The company puts up a poster that says “knowledge sharing is a core value.” The company also sends a very clear signal, through every emergency escalation, every “only Marco knows how to do this,” every skipped documentation sprint, every promotion given to the person who saved the day instead of the person who prevented the emergency from happening: be the one they can’t afford to lose, or be the one they don’t notice losing.
Which signal do you think people actually follow? The poster, or the promotion?
And so the kingdoms get built. Not by villains. By rational actors responding to a system that rewards indispensability. One server with everything on it, because the person who understood the risks was the same person whose job security depended on being the only one who understood the risks.
Are you the problem?
But here’s where it gets uncomfortable. We like to talk about this as something that happens to organizations. “The system” creates bad incentives. “The culture” rewards the wrong behavior.
But who is the system? Who is the culture?

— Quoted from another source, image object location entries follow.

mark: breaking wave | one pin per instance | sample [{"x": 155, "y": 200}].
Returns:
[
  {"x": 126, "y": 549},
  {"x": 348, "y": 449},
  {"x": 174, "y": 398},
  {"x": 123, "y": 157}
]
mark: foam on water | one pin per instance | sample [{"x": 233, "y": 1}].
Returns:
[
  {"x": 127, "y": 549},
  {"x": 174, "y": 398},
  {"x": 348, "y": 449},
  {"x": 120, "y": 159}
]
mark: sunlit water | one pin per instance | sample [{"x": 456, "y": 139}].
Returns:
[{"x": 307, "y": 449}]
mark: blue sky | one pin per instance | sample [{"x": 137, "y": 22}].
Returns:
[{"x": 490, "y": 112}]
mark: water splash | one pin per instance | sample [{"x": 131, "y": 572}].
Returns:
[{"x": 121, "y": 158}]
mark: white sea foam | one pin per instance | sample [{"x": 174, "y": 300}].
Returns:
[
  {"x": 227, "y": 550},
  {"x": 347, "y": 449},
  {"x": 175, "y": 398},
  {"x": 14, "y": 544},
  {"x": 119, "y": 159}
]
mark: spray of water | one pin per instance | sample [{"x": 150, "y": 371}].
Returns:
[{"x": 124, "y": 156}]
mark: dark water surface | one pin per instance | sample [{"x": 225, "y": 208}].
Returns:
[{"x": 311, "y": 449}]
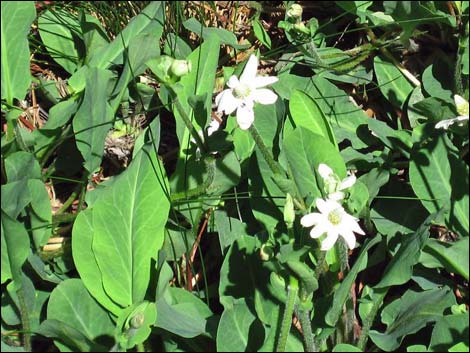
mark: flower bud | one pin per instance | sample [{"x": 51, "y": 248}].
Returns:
[
  {"x": 461, "y": 104},
  {"x": 180, "y": 68},
  {"x": 289, "y": 213},
  {"x": 295, "y": 12}
]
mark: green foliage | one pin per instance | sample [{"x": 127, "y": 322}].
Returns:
[{"x": 136, "y": 215}]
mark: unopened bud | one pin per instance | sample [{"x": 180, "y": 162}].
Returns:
[
  {"x": 180, "y": 68},
  {"x": 461, "y": 104},
  {"x": 289, "y": 213},
  {"x": 266, "y": 252},
  {"x": 295, "y": 12}
]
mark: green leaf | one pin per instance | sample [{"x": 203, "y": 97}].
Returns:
[
  {"x": 306, "y": 113},
  {"x": 199, "y": 82},
  {"x": 71, "y": 303},
  {"x": 400, "y": 268},
  {"x": 60, "y": 114},
  {"x": 239, "y": 330},
  {"x": 17, "y": 17},
  {"x": 449, "y": 330},
  {"x": 40, "y": 213},
  {"x": 229, "y": 229},
  {"x": 15, "y": 248},
  {"x": 133, "y": 324},
  {"x": 261, "y": 33},
  {"x": 452, "y": 256},
  {"x": 60, "y": 32},
  {"x": 343, "y": 347},
  {"x": 438, "y": 81},
  {"x": 21, "y": 165},
  {"x": 235, "y": 284},
  {"x": 130, "y": 241},
  {"x": 305, "y": 151},
  {"x": 393, "y": 85},
  {"x": 345, "y": 117},
  {"x": 93, "y": 119},
  {"x": 148, "y": 21},
  {"x": 396, "y": 195},
  {"x": 342, "y": 293},
  {"x": 225, "y": 36},
  {"x": 182, "y": 313},
  {"x": 68, "y": 337},
  {"x": 396, "y": 140},
  {"x": 138, "y": 53},
  {"x": 409, "y": 314},
  {"x": 439, "y": 177},
  {"x": 15, "y": 197}
]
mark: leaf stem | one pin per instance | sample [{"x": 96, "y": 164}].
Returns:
[
  {"x": 367, "y": 324},
  {"x": 273, "y": 165},
  {"x": 305, "y": 323},
  {"x": 24, "y": 320},
  {"x": 292, "y": 291}
]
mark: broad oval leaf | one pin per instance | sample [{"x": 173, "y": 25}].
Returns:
[
  {"x": 128, "y": 224},
  {"x": 17, "y": 17},
  {"x": 60, "y": 31},
  {"x": 306, "y": 113},
  {"x": 440, "y": 179},
  {"x": 93, "y": 119},
  {"x": 15, "y": 248},
  {"x": 239, "y": 330},
  {"x": 305, "y": 151},
  {"x": 393, "y": 85},
  {"x": 71, "y": 303},
  {"x": 410, "y": 313}
]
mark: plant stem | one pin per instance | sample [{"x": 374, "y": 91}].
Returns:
[
  {"x": 367, "y": 324},
  {"x": 24, "y": 320},
  {"x": 275, "y": 168},
  {"x": 187, "y": 121},
  {"x": 305, "y": 323},
  {"x": 273, "y": 165},
  {"x": 286, "y": 323}
]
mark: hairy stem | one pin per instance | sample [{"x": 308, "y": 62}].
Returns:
[
  {"x": 273, "y": 165},
  {"x": 367, "y": 324},
  {"x": 305, "y": 323},
  {"x": 24, "y": 320},
  {"x": 286, "y": 323}
]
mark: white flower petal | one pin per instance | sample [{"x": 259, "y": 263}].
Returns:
[
  {"x": 245, "y": 116},
  {"x": 263, "y": 81},
  {"x": 311, "y": 219},
  {"x": 264, "y": 96},
  {"x": 318, "y": 231},
  {"x": 233, "y": 81},
  {"x": 330, "y": 241},
  {"x": 326, "y": 206},
  {"x": 347, "y": 182},
  {"x": 249, "y": 73},
  {"x": 459, "y": 100},
  {"x": 324, "y": 171},
  {"x": 336, "y": 196},
  {"x": 350, "y": 239},
  {"x": 226, "y": 102},
  {"x": 213, "y": 127},
  {"x": 444, "y": 124},
  {"x": 350, "y": 222}
]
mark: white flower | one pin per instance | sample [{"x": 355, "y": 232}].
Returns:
[
  {"x": 462, "y": 108},
  {"x": 334, "y": 221},
  {"x": 333, "y": 185},
  {"x": 242, "y": 94}
]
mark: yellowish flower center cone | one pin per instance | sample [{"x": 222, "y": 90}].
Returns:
[
  {"x": 241, "y": 91},
  {"x": 335, "y": 216}
]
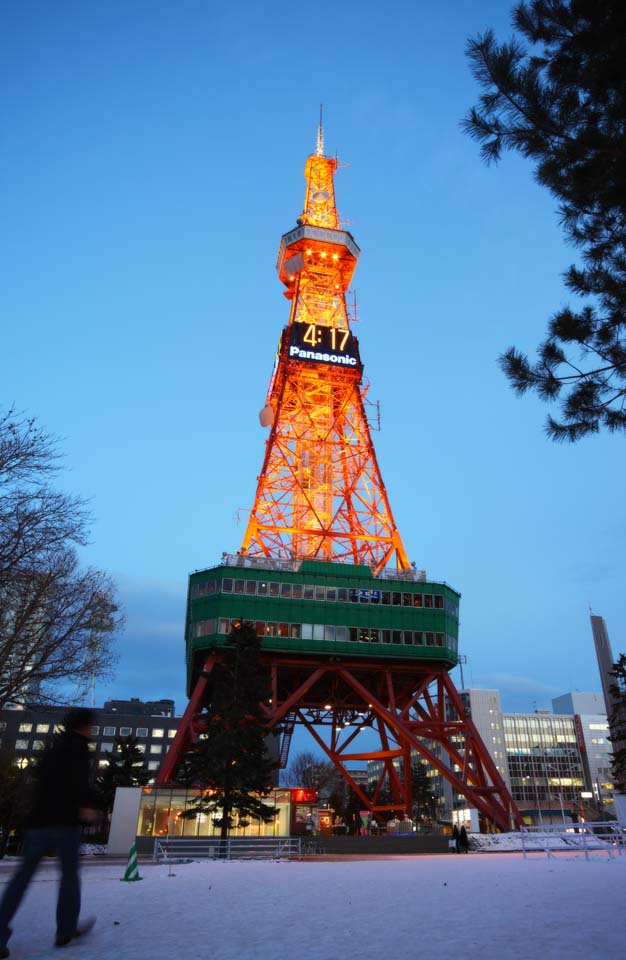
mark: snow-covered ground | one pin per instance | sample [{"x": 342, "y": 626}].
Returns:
[{"x": 489, "y": 905}]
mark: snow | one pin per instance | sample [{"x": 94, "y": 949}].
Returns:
[{"x": 485, "y": 905}]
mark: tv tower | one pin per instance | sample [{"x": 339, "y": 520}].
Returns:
[{"x": 355, "y": 638}]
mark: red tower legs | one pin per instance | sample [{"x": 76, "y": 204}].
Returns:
[{"x": 408, "y": 707}]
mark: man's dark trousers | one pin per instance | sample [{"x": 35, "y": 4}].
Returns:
[{"x": 65, "y": 842}]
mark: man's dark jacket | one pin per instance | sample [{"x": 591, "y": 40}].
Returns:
[{"x": 62, "y": 783}]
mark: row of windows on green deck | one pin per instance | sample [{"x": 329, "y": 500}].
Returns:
[
  {"x": 309, "y": 591},
  {"x": 328, "y": 632}
]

Is it the manager who rewards the hero and overlooks the person who made heroics unnecessary? Is it the team lead who demanded documentation but never once opened the wiki to read it? Is it the engineer who built a kingdom because kingdoms feel safe and nobody ever told them it was a problem. Because, honestly, it wasn’t a problem. Not until they left.
Or is it all of them? Is it all of us?
Every time we celebrate the firefighter and overlook the fire marshal, we are building the next kingdom. Every time we say “just ask Marco, he knows” instead of asking “why isn’t this written down somewhere,” we are making a choice. A small one. A rational one. One that compounds.
The post-mortem after Marco leaves always identifies the same root cause: insufficient documentation, inadequate knowledge sharing, too high a bus factor. And the remediation plan always says the same thing: document critical systems, cross-train the team, reduce single points of failure.
Six months later, a new kingdom is under construction. Different person, different system, same incentives.
So let me bring it back to you. Remember that number I asked you to hold at the beginning? The number of people who truly understand your most critical system?
If that number is one… you already know who your Marco is.
And before you blame them for not documenting their way out of a job, ask yourself honestly: would you?
Would you spend your evenings writing runbooks so thorough that your company could replace you by Friday? In a company that has never, not once, promoted anyone for being replaceable?